TITO ROMPT AVEC STALINE
    L'erreur commise par le PCI est de dire : "les événements de Belgrade risquent de transporter en Yougoslavie le centre d'un véritable mouvement ouvrier". Maintenant ils montrent le mouvement de Tito comme un mouvement progressif. En fait qu'est-ce qu'il y a derrière Tito ?

    Le socialisme dans les Balkans, avant 1914, était la fraction la plus avancée, avec le socialisme russe et allemand, du socialisme international. Après 18, la situation change complètement. Les méthodes staliniennes anéantissent dans ces pays encore plus qu'en Occident tout mouvement ouvrier sain. Ils ont poussé le éléments communistes, démunis de toute éducation, à la destruction physique. En 1944 il y avait en Roumanie 800 membres du P.C. Maintenant il y en a 800.000.

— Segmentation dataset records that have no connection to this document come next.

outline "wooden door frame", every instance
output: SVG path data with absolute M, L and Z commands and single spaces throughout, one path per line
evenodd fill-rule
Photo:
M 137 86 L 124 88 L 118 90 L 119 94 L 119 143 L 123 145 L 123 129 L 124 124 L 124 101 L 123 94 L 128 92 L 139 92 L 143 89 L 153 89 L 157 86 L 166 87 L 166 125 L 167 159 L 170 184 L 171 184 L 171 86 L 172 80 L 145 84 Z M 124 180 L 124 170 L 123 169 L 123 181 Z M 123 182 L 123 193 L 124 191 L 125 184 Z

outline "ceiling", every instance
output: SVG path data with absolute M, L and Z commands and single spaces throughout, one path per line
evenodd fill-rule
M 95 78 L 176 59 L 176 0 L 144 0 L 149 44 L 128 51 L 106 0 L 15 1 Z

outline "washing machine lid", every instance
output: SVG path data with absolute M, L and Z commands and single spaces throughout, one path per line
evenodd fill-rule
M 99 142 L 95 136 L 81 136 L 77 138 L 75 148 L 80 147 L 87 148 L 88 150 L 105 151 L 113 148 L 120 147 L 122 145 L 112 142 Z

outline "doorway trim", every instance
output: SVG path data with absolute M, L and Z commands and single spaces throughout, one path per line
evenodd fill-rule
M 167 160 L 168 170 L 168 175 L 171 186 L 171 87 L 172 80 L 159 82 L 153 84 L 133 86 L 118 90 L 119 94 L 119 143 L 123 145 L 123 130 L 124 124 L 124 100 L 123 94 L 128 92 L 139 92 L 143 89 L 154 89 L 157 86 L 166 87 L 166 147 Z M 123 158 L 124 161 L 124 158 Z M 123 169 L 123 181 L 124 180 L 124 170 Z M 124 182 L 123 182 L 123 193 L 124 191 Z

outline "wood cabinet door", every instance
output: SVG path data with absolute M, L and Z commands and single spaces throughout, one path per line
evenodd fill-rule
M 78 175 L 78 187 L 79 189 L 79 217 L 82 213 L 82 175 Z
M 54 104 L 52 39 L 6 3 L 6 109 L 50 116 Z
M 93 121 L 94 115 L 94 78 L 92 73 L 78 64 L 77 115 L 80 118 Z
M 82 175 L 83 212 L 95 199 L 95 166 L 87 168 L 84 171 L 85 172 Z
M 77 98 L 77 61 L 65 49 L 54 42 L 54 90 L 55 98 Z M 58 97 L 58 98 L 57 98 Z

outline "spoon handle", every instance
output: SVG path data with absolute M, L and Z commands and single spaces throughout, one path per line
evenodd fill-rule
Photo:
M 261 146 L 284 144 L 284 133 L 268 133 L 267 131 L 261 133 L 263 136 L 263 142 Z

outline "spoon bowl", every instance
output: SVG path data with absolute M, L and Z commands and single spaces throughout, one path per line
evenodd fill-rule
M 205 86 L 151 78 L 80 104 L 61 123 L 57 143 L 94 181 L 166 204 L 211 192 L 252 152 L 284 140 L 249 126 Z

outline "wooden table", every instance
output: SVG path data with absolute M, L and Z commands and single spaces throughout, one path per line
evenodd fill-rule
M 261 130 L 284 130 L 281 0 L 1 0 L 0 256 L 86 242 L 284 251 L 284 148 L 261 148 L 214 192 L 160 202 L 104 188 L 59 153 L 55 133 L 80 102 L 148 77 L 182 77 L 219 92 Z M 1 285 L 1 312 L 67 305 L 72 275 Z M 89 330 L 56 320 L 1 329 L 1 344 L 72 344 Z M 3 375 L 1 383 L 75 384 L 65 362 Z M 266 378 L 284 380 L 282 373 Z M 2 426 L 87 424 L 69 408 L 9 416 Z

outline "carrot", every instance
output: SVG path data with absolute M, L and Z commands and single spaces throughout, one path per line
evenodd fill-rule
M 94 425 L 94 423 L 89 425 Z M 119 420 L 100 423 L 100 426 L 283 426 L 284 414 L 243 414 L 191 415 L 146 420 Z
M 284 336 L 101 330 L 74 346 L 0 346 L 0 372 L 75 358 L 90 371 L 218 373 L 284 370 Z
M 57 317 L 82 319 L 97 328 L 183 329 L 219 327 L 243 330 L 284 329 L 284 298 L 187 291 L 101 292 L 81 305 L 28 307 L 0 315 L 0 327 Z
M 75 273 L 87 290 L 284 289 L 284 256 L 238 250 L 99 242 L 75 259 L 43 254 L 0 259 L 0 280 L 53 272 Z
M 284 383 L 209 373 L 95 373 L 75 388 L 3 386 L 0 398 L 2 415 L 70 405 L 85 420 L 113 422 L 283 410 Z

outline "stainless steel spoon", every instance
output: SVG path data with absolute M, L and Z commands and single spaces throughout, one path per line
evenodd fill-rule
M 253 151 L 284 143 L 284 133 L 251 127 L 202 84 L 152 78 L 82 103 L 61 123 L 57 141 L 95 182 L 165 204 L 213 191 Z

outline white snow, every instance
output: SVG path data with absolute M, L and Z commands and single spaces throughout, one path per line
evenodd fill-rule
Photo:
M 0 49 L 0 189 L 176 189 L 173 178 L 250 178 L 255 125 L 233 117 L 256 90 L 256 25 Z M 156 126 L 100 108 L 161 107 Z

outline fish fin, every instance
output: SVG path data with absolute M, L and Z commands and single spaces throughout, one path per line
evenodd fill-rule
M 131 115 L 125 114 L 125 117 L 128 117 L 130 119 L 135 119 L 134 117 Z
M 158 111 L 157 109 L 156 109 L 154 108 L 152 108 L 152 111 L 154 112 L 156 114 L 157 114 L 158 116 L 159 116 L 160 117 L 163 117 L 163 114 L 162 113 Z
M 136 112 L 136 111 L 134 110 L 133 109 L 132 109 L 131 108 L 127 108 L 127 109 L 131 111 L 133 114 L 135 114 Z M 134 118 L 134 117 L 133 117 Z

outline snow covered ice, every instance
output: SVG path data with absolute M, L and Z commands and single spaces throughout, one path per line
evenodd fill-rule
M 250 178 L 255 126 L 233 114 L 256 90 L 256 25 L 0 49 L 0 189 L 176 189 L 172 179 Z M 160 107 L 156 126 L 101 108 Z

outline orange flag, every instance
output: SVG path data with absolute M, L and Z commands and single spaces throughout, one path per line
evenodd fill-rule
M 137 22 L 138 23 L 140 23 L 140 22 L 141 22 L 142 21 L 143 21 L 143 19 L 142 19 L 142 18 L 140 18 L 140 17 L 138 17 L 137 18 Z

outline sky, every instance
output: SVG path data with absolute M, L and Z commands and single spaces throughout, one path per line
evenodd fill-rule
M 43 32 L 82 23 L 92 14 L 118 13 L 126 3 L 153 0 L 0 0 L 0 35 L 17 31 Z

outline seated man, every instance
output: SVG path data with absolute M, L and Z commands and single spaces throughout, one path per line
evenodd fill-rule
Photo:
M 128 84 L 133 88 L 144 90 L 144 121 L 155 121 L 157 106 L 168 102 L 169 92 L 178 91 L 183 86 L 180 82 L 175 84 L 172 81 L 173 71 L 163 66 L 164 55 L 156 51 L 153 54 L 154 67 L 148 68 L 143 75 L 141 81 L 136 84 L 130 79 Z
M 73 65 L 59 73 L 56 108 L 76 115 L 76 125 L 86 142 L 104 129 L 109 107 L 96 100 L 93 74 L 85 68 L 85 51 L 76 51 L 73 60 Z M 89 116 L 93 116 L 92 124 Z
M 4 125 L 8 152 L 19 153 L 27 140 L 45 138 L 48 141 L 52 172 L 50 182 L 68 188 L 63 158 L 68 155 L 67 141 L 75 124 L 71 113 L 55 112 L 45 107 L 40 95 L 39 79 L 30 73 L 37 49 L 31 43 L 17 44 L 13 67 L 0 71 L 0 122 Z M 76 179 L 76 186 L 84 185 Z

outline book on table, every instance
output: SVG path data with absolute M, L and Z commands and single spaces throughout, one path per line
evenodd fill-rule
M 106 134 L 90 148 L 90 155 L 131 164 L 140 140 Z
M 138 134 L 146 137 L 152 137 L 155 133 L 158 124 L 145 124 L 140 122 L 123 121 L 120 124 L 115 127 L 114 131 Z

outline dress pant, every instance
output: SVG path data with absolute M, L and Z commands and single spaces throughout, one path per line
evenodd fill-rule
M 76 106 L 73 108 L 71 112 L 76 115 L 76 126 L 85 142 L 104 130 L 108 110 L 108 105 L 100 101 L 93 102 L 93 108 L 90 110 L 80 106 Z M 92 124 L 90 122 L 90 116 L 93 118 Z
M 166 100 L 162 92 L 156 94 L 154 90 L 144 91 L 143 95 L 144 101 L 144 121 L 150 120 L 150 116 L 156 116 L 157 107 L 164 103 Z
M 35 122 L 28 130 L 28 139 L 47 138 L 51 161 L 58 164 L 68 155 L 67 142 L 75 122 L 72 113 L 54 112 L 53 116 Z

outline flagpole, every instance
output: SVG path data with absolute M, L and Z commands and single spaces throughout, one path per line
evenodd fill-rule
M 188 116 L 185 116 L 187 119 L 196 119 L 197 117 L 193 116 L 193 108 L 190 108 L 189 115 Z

    On peut dire en toute certitude que le mouvement ouvrier organisé devait être très faible en Yougoslavie. En fait, dans tous les pays balkaniques, et particulièrement en Yougolavie, à la base du mouvement de Tito il y avait la Résistance, c'est-à-dire la lutte de partisans. Il n'y a pas de mouvement ouvrier organisé, comme en France où le Parti a des cadres, des "idéologues", une physionomie bien déterminée. En Yougoslavie il n'y a pas de P.C. organisé, avec des idéologues et des cadres. A la base du mouvement titiste il y a quelques centaines de malheureux passés par l'école stalinienne, mais avant tout il s'agit des éléments de la résistance formés de paysans et d'éléments d'autres classes.

    Suivant le système stalinien, Tito a pu organiser le pays sur le modèle de l'U.R.S.S. Le régime institué était semblable aux autres régimes balkaniques. Le corps des officiers, la police secrète, la bureaucratie dominent le pays. Dans un pays où la paysannerie constitue la majorité écrasante, où la bourgeoisie est plutôt commerçante, n'étant pas une véritable classe dominante, la vie est toujours dominée en fait par l'Etat. Les secteurs économiques les plus importants sont monopole d'Etat.

    Quand on cherche ce qu'il y a de progressif et de révolutionnaire, le Parti conscient, les communistes yougoslaves, on ne les trouve pas. En fait, il ne peut y avoir de véritable mouvement ouvrier sans activité révolutionnaire consciente.

    Derrière le mot-d'ordre "Fédération danubienne", Tito ne vise que des buts d'hégémonie sur ses partisans balkaniques. A première vue, c'est un mot-d'ordre progressif qui a été celui de l'Internationale Communiste, mais il faut savoir sur qui l'on compte pour l'application des mots-d'ordre. Tito borne son mot-d'ordre à un moyen de négociation avec la Bulgarie, l'Albanie, alors que l'I.C. adressait le mot-d'ordre de Confédération balkanique aux masses ouvrières et paysannes. Ce qui distingue en fait le révolutionnaire du non-révolutionnaire, c'est de savoir sur qui on compte pour l'appliquer.
 
    En fait, du côté de Tito on ne voit absolument rien qui puisse être qualifié de progressif. La raison du conflit entre la Yougoslavie et l'U.R.S.S., il faut la chercher ailleurs. 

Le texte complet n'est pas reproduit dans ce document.